Solving $\sin5x \cos3x = \sin6x \cos2x$ two ways gives different solutions. Which approach is correct? The question is:

$$\sin5x \cos3x = \sin6x \cos2x$$

I had two approaches:

*

*$$\sin5x \cos3x = \sin6x \cos2x \\
   2\sin5x \cos3x = 2\sin6x \cos2x \\
   \sin8x+\sin2x=\sin8x+\sin4x \\
   \sin2x=\sin4x \\ \sin4x-\sin2x=0 \\
 2\sin x\cos3x=0  \\
\implies \sin x=0 \\ x=n\pi
\implies  \cos3x=0 \\ 3x={(2n+1)\pi}/2 \\
x={(2n+1)\pi}/6$$
These were the solutions in the first approach.


*$$\sin5x \cos3x = \sin6x \cos2x \\
   2\sin5x \cos3x=2\sin6x\cos2x \\
   \sin8x+\sin2x=\sin8x+\sin4x \\
   \sin2x=\sin4x\\ \sin4x-\sin2x=0 \\
   2\sin2x.\cos2x-\sin2x=0 \\
\sin2x(2\cos2x-1)=0 \\
\implies \sin2x=0 \\
x=n(π/2)\\
\implies 2\cos2x-1=0 \\
\cos2x=1/2 \\
2x=2n\pi\pm(\pi/3) \\
x=n\pi\pm(\pi/6)$$
These were my solutions in the second approach. This was also the approach given in the textbook for this question.  
My question is:

Why do these solutions not match in the two cases? Have I made any mistake in the first approach?
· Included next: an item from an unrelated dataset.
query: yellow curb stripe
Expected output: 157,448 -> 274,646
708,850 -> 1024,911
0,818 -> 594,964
 A: The two solutions are equivalent - they both include all numbers which are congruent to $0$, $\pi/6$, $\pi/2$ or $5\pi/6$ mod $\pi$. It is just that in your first solution you have divided into the first case and a combination of all others, whereas your other solution groups alternate cases together.
A: Your solutions are equivalent, indeed for $x\in [0,2\pi)$

*

*$x=n\pi \land x={(2n+1)\pi}/6 \implies x\in\{0,\frac \pi 6,\frac \pi 2,\frac 2 3 \pi,\pi,\frac 4 3 \pi,\frac 32\pi,\frac {11}6\pi\}$


*$x=n\frac \pi 2 \land x=n\pi\pm(\pi/6) \implies x\in\{0,\frac \pi 6,\frac \pi 2,\frac 2 3 \pi,\pi,\frac 4 3 \pi,\frac 32\pi,\frac {11}6\pi\}$
As an alternative by product to sum identities we have that
$$\sin(5x)\cos(3x)=\frac12\sin(8x)+\frac12\sin(2x)$$
$$\sin(6x)\cos(2x)=\frac12\sin(8x)+\frac12\sin(4x)$$
then
$$\sin(5x)\cos(3x)=\sin(6x)\cos(2x) \iff \sin(2x)=\sin(4x)$$
and use that
$$\sin A=\sin B \iff A=B+2k\pi \lor A=\pi - B+2k\pi$$
that is
$$x=k\pi \lor x=\frac \pi 6+k\frac \pi 3$$
which are equivalent to both your solutions.
A: Let $z=e^{i\theta}$.
$$(z^5-z^{-5})(z^3+z^{-3})=(z^6-z^{-6})(z^2+z^{-2})$$
expands as
$$z^2-z^{-2}=z^4-z^{-4}$$ or $$\sin2\theta=\sin 4\theta=2\sin2\theta\cos2\theta.$$
Hence you have the roots of $\sin2\theta$, $\dfrac{k\pi}2$, and the solutions of $\cos2\theta=\dfrac12$, $\pm\dfrac\pi6+k\pi$.
In terms of multiples of $\dfrac\pi6$,
$$0,3,5,6,7,9,11,12,13,15,17,18,19,21,23,24,25,\cdots$$
A: Case$\#1:$ $$\dfrac{m\pi}2=\dfrac{(2n+1)\pi}6$$
$$\iff2n+1=3m\iff2(n-1)=3(m+1)\iff3|(n-1)\iff n\equiv1\pmod3$$
Case$\#2:$
$$\dfrac{(2n+1)\pi}6=m\pi\pm\dfrac\pi6=\dfrac{\pi(6m\pm1)}6\iff2n+1=6m\pm1$$
For $'+',$ $$2n+1=6m+1\iff n=3m, n\equiv0\pmod3$$
For $'-',$ $$2n+1=6m-1\iff n=3m-1, n\equiv-1\pmod3$$
So, all three possible values of $n$ are covered.